To be a modern woman is to have been a witch in a past life. My womanly ancestors were back there thinking and doing arithmetic and tricking the townsmen into more empathetic leadership. It’s a tale as old as time. Don’t tell Goody Proctor, but it was actually me with the devil that night. I kept telling her to stop “borrowing” my bonnets, and the bitch wouldn’t listen. I’m not saying she had it coming. I’m just saying, karma’s a real one. The point is, there’s no way I managed to avoid sparking ablaze in every single one of my past lives. Odds are I was reduced to ash in at least one, and I’d like to find out for sure.
Cue the magic of womanhood: menstruation. The uterus is a cauldron in and of itself. Each bleed holds the secrets of its source. The following are period-related signs you met a fiery death in a witchy past life.
1. The first time you took out your Diva Cup it announced you’re a Slytherin but you’re pretty sure you’re a Gryffindor and how did your Diva Cup get its Sorting Hat Certification anyway?
2. You had to have help putting in your first tampon (likely by a fellow witch) and it was humiliating yet bonding and meant that you still got to swim instead of awkwardly dangling your feet and fibbing that you “just didn’t feel like getting wet.”
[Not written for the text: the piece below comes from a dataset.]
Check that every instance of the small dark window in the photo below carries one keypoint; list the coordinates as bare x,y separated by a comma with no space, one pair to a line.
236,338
3. Your period blood is, or ever has been, red. This is a surefire sign you were burned at the stake. Red like the fire and fury of your past self.
4. Your menstrual blood begins dark and grows lighter throughout your bleed. This is the shedding of your enflamed past and the embrace of your future magic.
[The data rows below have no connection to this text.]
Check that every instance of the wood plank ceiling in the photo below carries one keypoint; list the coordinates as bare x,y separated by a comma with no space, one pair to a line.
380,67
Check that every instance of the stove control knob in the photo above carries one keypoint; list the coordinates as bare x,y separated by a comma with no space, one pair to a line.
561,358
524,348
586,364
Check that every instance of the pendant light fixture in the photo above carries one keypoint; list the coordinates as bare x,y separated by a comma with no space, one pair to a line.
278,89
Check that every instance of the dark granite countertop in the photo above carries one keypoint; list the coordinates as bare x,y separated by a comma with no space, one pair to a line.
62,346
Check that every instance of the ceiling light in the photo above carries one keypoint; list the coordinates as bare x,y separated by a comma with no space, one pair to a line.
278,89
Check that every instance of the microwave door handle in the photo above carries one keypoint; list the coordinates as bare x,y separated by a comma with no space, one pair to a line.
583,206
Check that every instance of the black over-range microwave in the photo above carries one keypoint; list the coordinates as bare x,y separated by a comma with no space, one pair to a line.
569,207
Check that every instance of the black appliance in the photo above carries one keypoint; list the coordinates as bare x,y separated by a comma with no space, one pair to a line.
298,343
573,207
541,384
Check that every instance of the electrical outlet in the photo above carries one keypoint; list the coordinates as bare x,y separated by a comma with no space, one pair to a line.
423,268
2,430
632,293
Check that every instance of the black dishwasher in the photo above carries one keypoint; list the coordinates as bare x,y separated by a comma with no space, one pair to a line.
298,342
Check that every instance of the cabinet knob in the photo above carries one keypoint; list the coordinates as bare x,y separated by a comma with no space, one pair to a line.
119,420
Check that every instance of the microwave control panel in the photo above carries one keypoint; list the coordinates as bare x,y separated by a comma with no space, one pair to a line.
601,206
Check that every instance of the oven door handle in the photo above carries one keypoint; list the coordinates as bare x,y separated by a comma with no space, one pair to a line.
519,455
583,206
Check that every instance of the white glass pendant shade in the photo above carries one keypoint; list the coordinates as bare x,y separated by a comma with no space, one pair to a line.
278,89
5. Clumps and clots punctuate your bleed. I don’t know the details of this one but something about a gooey glob is very witchy, no?
6. You feel the urge to cackle while you’re on the rag. (You should be cackling. Every time you feel like it, just let one rip. It’s your witch-given right.)
7. Your blood has an odor only you and Edward Cullen can detect. (We can’t smell you, babe. Don’t worry.)
8. Your tampon comes out flayed at the end like a broom practically begging you to fly away on it.
9. By the first drop of your bleed your FYP is entirely WitchTok.
10. Every time you get your monthlies you start having these vivid dreams of your long-lost mother in a faraway land called Coventry. When you wake you feel compelled to sketch her over and over again until you inevitably find your long lost twin sister, with whom you’ve been separated since birth. But guess what! Your periods have been synced since 7th grade.
11. You’re pretty sure that time you bled through your white jean shorts at your sister’s little league game and a couple boys snickered at you while you ran to the bathrooms with your hands clasped over your butt, your seething hatred of the boys transformed into some sort of blood magic spell because all of a sudden they were playing dizzy bat and literally couldn’t stop until their parents had to call in the authorities and an emergency psychological evaluation to determine if incessant dizzy-batting was a disease.
12. The stains on your period undies bloom in beautiful patterns and intricate maps of the cosmos that will never, ever wash out.
13. When you free-bleed into the toilet before wiping, the blood bubbles up in the bowl like a true witch’s brew. Bubble bubble toilet trouble!
If even one of the above is true, you are a witch. Congratulations! Don’t forget to feed your moon juice to your house plants for nourishment after each bleed. Happy spell-casting! See you in Salem for the annual retreat.